© Tiffany & Co

Tiffany & Co’s sales jumped 8% during the holiday season amid a sharp improvement in US demand and a recovery in Asian markets, the luxury jeweler reported.

Group sales grew to $1.05 billion during November and December, with comparable-store sales — those at branches open for at least a year — rising 5%.

Growth was registered across all regions and product categories, both in-store and online, Tiffany noted Wednesday. The Americas saw a 7% sales jump to $516 million, with comparable-store sales up 6%, mainly due to higher spending by local customers. In Asia Pacific, sales leapt 16% to $232 million, with comparable-store sales increasing 7%, driven by improvements in mainland China, Hong Kong and Korea. European sales surged 14% to $136 million.
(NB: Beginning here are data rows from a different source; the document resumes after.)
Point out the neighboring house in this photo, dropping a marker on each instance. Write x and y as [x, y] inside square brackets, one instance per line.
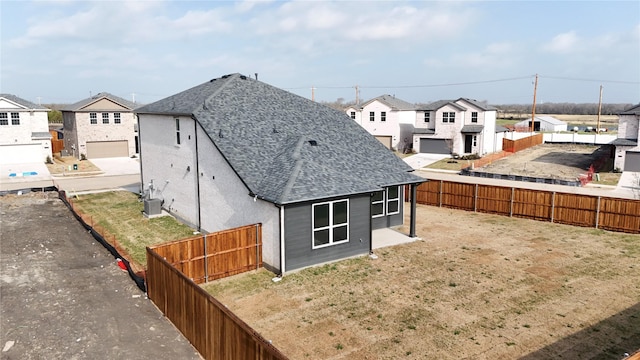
[235, 151]
[387, 118]
[627, 152]
[542, 123]
[24, 131]
[462, 126]
[101, 126]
The growth was strongest in high, fine, solitaire and fashion jewelry, while sales of engagement rings and wedding bands showed gentler increases, the New York-based retailer reported.
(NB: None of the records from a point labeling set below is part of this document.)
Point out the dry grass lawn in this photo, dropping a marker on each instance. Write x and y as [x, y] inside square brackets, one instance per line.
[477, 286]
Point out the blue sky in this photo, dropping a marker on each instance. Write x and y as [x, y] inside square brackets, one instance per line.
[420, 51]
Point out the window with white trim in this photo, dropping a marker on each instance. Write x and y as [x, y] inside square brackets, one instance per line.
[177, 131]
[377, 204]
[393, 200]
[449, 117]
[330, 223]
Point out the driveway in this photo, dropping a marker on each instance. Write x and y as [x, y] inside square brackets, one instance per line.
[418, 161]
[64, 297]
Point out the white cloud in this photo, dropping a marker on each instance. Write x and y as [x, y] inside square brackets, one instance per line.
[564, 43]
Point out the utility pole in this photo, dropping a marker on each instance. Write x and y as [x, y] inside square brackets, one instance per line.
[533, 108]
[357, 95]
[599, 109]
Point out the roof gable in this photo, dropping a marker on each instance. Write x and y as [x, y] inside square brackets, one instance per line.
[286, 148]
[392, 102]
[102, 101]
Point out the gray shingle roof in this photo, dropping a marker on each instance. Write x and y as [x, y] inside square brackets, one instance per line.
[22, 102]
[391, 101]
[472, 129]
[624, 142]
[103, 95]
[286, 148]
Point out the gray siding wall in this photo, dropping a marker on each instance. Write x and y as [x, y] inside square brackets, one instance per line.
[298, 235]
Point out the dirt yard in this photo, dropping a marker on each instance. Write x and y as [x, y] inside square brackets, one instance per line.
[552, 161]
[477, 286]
The results mark a turnaround for Tiffany, which suffered a 4% decline in holiday sales in the Americas a year ago as a result of weaker consumer spending and protests outside Trump Tower, which is next to the jeweler’s flagship New York store.
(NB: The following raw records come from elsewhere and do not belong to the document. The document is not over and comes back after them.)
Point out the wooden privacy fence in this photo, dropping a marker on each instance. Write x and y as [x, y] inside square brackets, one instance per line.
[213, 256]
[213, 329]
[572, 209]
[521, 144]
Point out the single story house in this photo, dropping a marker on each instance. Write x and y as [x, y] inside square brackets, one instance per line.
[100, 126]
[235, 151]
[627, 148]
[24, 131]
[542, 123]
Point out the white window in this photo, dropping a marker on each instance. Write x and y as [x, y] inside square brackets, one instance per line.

Since then, the company has hired a new CEO and launched a marketing campaign featuring Lady Gaga in a bid to make the brand more attractive to millennials. It also opened an in-store café to enable visitors to have breakfast at Tiffany’s, set up pop-up jewelry stores in busy New York locations, and introduced an attention-grabbing home-and-accessories line.

That accessories collection — which includes everyday items such as rulers and tin cans costing thousands of dollars — drew excitement from shoppers, as did fine jewelry and watches, noted Alessandro Bogliolo, who took over as CEO in October.

everyday objects Tiffany

© Tiffany & Co

This recent return to growth in worldwide comparable-store sales, fueled by a substantial improvement in the Americas and Asia Pacific, is consistent with our commitment to generate solid and sustainable growth in sales, operating margin and earnings that is at least comparable to our industry peers over the long term,” Bogliolo added.

However, recent declines in comparable-store sales — which fell 2% in the nine months ending October 31 — will still be difficult to reverse in the long term unless the company improves its products and customers’ shopping experience, the executive cautioned.

Nonetheless, our holiday-period results confirm that the Tiffany & Co. brand is strong, and we are excited about our numerous long-term global opportunities to capitalize on that strength,” he added.

Tiffany raised its sales outlook for the fiscal year ending January 31, predicting growth of about 4% at constant exchange rates. In November, it had forecast a percentage increase for the year in the low single digits.